If an attacker is able to guess passwords without the account becoming disabled, then eventually he will probably be able to guess at least one password. Automating password checking across the web is very simple! Password lockout mechanisms should be employed that lock out an account if more than a preset number of unsuccessful login attempts are made. A suitable number would be five.
Password lockout mechanisms do have a drawback, however. It is conceivable that an adversary can try a large number of random passwords on known account names, thus locking out entire systems of users. Given that the intent of a password lockout system is to protect from brute-force attacks, a sensible strategy is to lockout accounts for a number of hours. This significantly slows down attackers, while allowing the accounts to be open for legitimate users.
Rotating passwords is generally good practice. This gives valid passwords a limited life cycle. Of course, if a compromised account is asked to refresh its password then there is no advantage.
Automated password reset systems are common. They allow users to reset their own passwords without the latency of calling a support organization. They clearly pose some security risks in that a password needs to be issued to a user who cannot authenticate himself.
There are several strategies for doing this. One is to ask a set of questions during registration that can be asked of someone claiming to be a specific user. These questions should be free form, i.e., the application should allow the user to choose his own question and the corresponding answer rather than selecting from a set of predetermined questions. This typically generates significantly more entropy.
Care should be taken to never render the questions and answers in the same session for confirmation; i.e., during registration either the question or answer may be echoed back to the client, but never both.
If a system utilizes a registered email address to distribute new passwords, the password should be set to change the first time the new user logs on with the changed password.
It is usually good practice to confirm all password management changes to the registered email address.

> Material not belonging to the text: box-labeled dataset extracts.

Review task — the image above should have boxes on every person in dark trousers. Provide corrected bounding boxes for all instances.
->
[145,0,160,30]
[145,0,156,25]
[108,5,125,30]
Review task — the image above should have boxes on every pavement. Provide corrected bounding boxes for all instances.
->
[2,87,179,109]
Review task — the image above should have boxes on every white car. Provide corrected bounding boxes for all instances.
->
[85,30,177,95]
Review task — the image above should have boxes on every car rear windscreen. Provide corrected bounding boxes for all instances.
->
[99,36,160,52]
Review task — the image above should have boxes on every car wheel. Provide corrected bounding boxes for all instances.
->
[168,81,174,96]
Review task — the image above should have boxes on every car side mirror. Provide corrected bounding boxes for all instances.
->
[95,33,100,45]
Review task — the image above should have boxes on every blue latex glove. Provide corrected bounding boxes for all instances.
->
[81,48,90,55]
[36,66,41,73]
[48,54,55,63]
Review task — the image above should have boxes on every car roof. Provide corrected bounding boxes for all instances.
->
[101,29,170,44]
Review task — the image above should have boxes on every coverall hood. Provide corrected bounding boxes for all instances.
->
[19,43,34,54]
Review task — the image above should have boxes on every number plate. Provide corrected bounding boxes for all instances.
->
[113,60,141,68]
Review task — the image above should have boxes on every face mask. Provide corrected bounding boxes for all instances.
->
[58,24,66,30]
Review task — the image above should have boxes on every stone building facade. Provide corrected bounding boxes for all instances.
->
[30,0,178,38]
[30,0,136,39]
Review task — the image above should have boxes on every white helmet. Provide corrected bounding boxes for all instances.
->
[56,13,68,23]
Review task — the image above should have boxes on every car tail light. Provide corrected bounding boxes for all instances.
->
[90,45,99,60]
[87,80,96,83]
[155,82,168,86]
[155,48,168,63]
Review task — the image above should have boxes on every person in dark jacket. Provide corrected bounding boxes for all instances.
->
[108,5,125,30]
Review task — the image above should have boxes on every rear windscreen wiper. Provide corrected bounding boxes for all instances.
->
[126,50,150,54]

While email is inherently insecure and this is certainly no guarantee of notification, it is significantly harder for an adversary to be able to intercept the email consistently.
In highly secure systems passwords should only be sent via a courier mechanism or reset with solid proof of identity. Processes such as requiring valid government ID to be presented to an account administrator are common.
With outsourcing, hosting and ASP models becoming more prevalent, facilitating a single sign-on experience to users is becoming more desirable. The Microsoft Passport and Project Liberty schemes will be discussed in future revisions of this document.
Many web applications have relied on SSL as providing sufficient authentication for two servers to communicate and exchange trusted user information to provide a single sign on experience. On the face of it this would appear sensible. SSL provides both authentication and protection of the data in transit.
However, poorly implemented schemes are often susceptible to man in the middle attacks. A common scenario is as follows:
The common problem here is that the designers typically rely on the fact that SSL will protect the payload in transit and assumes that it will not be modified. He of course forgets about the malicious user. If the token consists of a simple username then the attacker can intercept the HTTP 302 redirect in a Man-in-the-Middle attack, modify the username and send the new request. To do secure single sign-on the token must be protected outside of SSL. This would typically be done by using symmetric algorithms and with a pre-exchanged key and including a time-stamp in the token to prevent replay attacks.